I would like the ability to disable NDR's.

Our SG-210 had the ability to block/quarantine emails that had key words. It also showed the originating IP that the XG does not provide. These were great tools that I would like back.

Examples: .icu or .xyz

The ability to block inbound e-mail based on "Address Group" would be good as you can import addresses from a TXT or CSV, at the moment the only way to do them is manually in general settings and add them one at a time, which takes long if your blocking hundreds of e-mail addressees associated to ransomware/malware/trojans etc.

Outbound mail released from Quarantine does not use configured IP in MTA rule instead it uses WAN interface IP and as all the DNS records available only for the Configured SNAT IP in MTA rule and there is no DNS record for the WAN interface IP.

Quarantine mail failed to release as it takes WAN interface IP instead of configured SNAT IP.

Regarding the MALWARE scan mechanism, many times we have complains from office users that emails are moved to Quarantined because some files in them fail to be scanned.

Can there be a discrimination on a future update, regarding the exact sub-reason of an attachment being unscannable ?

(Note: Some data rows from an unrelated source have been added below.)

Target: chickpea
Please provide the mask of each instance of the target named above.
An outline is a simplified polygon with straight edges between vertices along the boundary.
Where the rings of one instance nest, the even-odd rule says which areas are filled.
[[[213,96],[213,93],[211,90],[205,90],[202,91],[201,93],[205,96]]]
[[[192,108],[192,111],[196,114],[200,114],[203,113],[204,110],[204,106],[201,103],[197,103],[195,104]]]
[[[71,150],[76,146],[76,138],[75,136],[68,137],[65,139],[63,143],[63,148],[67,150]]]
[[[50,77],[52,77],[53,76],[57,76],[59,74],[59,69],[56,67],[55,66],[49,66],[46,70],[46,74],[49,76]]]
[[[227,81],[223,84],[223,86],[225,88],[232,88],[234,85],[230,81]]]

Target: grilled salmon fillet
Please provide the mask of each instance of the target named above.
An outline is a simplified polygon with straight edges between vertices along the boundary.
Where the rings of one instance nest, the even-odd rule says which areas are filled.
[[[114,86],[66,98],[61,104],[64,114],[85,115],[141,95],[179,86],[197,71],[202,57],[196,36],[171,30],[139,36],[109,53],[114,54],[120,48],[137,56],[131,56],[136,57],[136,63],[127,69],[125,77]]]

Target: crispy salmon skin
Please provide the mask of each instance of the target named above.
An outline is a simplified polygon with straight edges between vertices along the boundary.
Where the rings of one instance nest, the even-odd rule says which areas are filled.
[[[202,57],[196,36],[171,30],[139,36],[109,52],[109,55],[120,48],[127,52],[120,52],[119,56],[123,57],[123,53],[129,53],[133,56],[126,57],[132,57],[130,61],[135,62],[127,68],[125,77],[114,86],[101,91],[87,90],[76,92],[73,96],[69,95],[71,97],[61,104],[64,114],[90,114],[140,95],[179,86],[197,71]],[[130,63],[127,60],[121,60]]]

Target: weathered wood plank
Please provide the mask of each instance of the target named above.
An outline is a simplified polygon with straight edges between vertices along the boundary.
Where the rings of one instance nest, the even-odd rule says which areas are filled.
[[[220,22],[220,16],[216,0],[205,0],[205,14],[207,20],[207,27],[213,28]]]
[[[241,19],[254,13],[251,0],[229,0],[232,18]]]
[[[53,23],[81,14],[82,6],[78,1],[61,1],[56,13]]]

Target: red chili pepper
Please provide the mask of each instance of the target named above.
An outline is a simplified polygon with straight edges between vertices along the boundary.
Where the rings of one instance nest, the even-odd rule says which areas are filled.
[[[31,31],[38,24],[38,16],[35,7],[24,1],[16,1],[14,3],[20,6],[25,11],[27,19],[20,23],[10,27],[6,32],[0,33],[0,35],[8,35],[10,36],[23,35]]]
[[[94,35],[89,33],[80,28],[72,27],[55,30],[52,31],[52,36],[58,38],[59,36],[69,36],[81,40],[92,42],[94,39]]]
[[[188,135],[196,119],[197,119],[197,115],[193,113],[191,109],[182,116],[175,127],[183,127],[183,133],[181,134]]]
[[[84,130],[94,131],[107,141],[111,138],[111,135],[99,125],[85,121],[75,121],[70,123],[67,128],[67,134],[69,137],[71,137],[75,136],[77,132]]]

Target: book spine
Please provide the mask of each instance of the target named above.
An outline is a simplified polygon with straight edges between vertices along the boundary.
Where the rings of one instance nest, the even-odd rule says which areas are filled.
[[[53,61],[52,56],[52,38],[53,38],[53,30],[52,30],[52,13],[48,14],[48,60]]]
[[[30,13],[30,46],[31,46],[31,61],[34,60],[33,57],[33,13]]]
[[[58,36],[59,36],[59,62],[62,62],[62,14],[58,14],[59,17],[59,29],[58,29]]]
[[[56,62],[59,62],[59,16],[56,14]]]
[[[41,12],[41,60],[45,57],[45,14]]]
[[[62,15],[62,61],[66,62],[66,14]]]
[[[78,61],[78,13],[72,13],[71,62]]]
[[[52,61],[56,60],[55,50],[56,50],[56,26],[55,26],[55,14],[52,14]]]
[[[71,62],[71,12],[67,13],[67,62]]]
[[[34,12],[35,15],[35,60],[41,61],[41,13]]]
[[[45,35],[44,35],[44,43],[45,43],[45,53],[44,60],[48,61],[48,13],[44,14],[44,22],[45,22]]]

For example, due to an error differs fromfile being locked with a password or a modified pdf failed to open or do open but with a pop up error message that user can bypass and view/edit file.

To activate/deactivate above said parameters, based on specific Sender address / domain etc.

Currently we have to way to find out from which source ip a rejected or accepted mail is coming.
Also for Outgoing emails we dont know which remote server received our email.
Please add to columns to the SMTP Log showing the SRC and DST IP.

We need to have a better spam filter/content filtering in the XG Firewall. the SG Firewall has a better filtering/blocklist to prevent spam. the XG allows messages that were not allowed through on the SG. not sure if this was from one of the blocklist/RBL but we need that one back, the XG filter is fairly week. can you please put a better one in? also need better content filtering

This is to check whether the mail going outside the network be authenticated and none of the malicious user would be able to share the confidential information thru email to the outside network

We are using Sophos SXG310 and it is configured in transparent mode and for Mail, It is configured as MTA mode. So Mails which are been rejected based on RDNS or IP Address basis by Sophos, Neither recipients or Senders are aware of this failed delivery. So we want to export mail logs based on filter "rejected" for some specific time period from Sophos so that we can manually intimate the recipients regarding failure of Delivery.
Please consider this requirement in next release.

This is the only feature that is preventing me from migrating from UTM to XG

I use the POP3 prefetch mode heavily for mail hygeine, but it is not possible in XG, and as this is used at home, I cannot alter my MX records as my ISP's IP ranges are blacklisted

Allow wildcard domains for enforced TLS when sending email. e.g. Force TLS to all *.gov.uk domains.

If you have 2 email domains defined, xyz.com and xyzllc.com, and emails to both domains go to the same users, the quarantine digest is sent for xyz.com but not for xyzllc.com.

We have configured the system to quarantine emails with certain extensions.
However, the recipient then only sees the quarantine reason "File Extension" in the notification. It is urgently desired that he also sees directly which file extension it is. The admin only sees this in the mail manager.

We have quite a few shared mailboxes for the likes of HR, Finance and reception to name a few. Whilst I can send individuals a quarantine report to their mailbox there doesn't seem to be the ability to do this with shared mailboxes, or at least they do not show up in the list.

It has come to my attention that DLP on the XG only catches certain things like social security numbers and bank accounts if there are 10 or more listed in the email. Most my clients when sending emails are referring to a single account with one or maybe two social security numbers, so these would never get caught. Even one social security number or bank account not encrypted in an email is a big problem.

The UI functionality is there but it saves without any errors although it doesn't work at all.
This allows customers with a large number of backup MXs or those using commercial backup MXs (it won't pass the SPF checking normally unless you make an exception rule for every single one of them....) to bypass SPF or any other checking.